Jaime Pinsky
Se o Ocidente tivesse levado Jack Goody a sério,
teria entendido melhor o desenvolvimento supostamente inexplicável da China,
assim como o surgimento dos tigres asiáticos e do próprio milagre japonês. O mundo
não se resume à Europa e aos países de colonização europeia. Óbvio? Agora, sim.
É fácil ser profeta do passado. Mas, se as pessoas ouvissem um pouco mais os
historiadores e cientistas sociais e levassem um pouco menos a sério os
analistas de conjuntura, sejam eles quem forem, a história não nos pegaria tão
desprevenidos. Mas vamos a Goody.
Considerado um dos maiores antropólogos da
civilização vivos, reconhecido no mundo inteiro, ainda é pouco conhecido no
Brasil, embora seja tido como uma espécie de Hobsbawn da Antropologia, tanto
pela profundidade e coragem de suas análises quanto pela iconoclastia de suas
posições, ou, ainda, pelo fato de se assumir como intelectual público.
Pesquisador cuidadoso, dono de erudição
extraordinária, acumulada em quase 90 anos de vida, Goody tem uma obra variada
e muito respeitada. Transita por temas tão distintos como a família, o
feminismo, a cozinha, a cultura das flores, o contraste entre cultura ocidental
e oriental, até o impacto da escrita em diferentes sociedades. Seu livro O roubo da História é uma espécie de
síntese e revisão de suas pesquisas e pensamento. Em suas páginas, ele faz uma
crítica contundente a tudo aquilo que considera viés ocidentalizado e
etnocêntrico, difundido pela historiografia ocidental e o consequente roubo,
perpetrado pelo Ocidente, das conquistas das outras culturas. Goody não discute
apenas invenções como pólvora, bússola, papel ou macarrão, mas também valores
como democracia, capitalismo, individualismo e até amor. Para ele, nós,
ocidentais, nos apropriamos de tudo, sem nenhum pudor. Sem dar o devido
crédito.
Não reconhecer as qualidades do outro é o melhor
caminho para não se dar conta do potencial dele. Até no esporte apregoa-se que
não se deve subestimar o adversário. E Goody percebe certo desprezo pelo
Oriente, que já custou e pode e ainda custar mais caro ao mundo ocidental.
Assim, ele acusa teóricos fundamentais, como Marx, Weber, Norbert Elias e
questiona enfaticamente Braudel, Finley e Perry Anderson por esconderem conquistas
do Oriente e mesmo de se apropriarem delas em seus escritos. Arrasa os
medievalistas que querem transformar um período violento, repressivo, dogmático
e sem muita criatividade (a Idade Média) em algo simpático e palatável, só por
ser, supostamente, a época da criação da Europa (e, portanto, do conceito de
Ocidente).
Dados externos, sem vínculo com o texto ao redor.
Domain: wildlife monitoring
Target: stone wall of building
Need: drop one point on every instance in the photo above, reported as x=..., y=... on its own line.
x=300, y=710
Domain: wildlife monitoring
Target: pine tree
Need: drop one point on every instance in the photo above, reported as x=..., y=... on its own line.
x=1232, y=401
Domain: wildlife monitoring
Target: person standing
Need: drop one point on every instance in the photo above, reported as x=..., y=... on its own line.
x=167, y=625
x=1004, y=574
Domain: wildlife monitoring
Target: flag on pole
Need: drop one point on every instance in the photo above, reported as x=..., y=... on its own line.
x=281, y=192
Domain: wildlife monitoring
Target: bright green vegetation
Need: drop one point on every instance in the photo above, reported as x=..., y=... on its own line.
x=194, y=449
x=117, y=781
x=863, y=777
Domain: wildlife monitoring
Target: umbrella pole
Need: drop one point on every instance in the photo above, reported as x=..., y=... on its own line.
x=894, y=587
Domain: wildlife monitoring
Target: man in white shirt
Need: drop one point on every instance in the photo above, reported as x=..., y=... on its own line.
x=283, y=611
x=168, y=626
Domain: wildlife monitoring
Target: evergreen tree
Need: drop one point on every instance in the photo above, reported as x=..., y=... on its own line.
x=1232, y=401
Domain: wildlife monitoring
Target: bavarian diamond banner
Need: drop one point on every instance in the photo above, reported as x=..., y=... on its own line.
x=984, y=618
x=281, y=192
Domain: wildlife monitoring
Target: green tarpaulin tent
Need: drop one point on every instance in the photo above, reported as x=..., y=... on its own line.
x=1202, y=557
E mostra que, ao menos, em termos de capitalismo mercantil, o
Oriente tem sido, ao longo da história, bem mais desenvolvido do que o Ocidente.
O que contraria interpretações que desconsideram o Oriente e se debruçam apenas
sobre as transformações nas relações de produção do mundo ocidental para
explicar sociedade, política e cultura.
De fato, esquemas economicistas, alguns deles
apropriados e vulgarizados por um marxismo elementar ainda praticado por
supostos analistas politizados, mostram um mundo europeu criando o mercantilismo
e as embarcações (inventaram até uma inexistente Escola de Sagres), a bússola e
o papel. Alguns professores ainda ensinam uma oposição entre a democracia
(criação grega, portanto ocidental) e o totalitarismo (coisa natural entre
orientais como chineses e russos). Contra esse tipo de História é que Goody se
insurge.
Claro que, entusiasmado pelas próprias
descobertas, formula algumas conclusões bastante discutíveis. Mas atenção: esse
livro não é um simples ensaio, um trabalho opinativo. Considerado um dos mais
importantes cientistas sociais do mundo, Goody tem uma obra sólida,
consistente, plena de informações e de comparações, reconhecida por colegas com
quem estudou e trabalhou. No livro, recorre a pesquisas feitas na Ásia e na
África (muitas realizadas por ele mesmo), para dar peso às suas teses. Assim,
mesmo que se venha a discordar de alguns de seus pontos de vista ou conclusões,
temos muito a aprender com ele, principalmente como entender o mundo
globalizado — e não sob uma ótica puramente econômica. Mais que um grande
intelectual, Jack Goody é um verdadeiro cidadão planetário. E, no livro,
apaixonado e apaixonante, abre uma janela para aqueles que querem descortinar o
mundo.
No livro Por que gostamos de História (São Paulo: Contexto, 2013).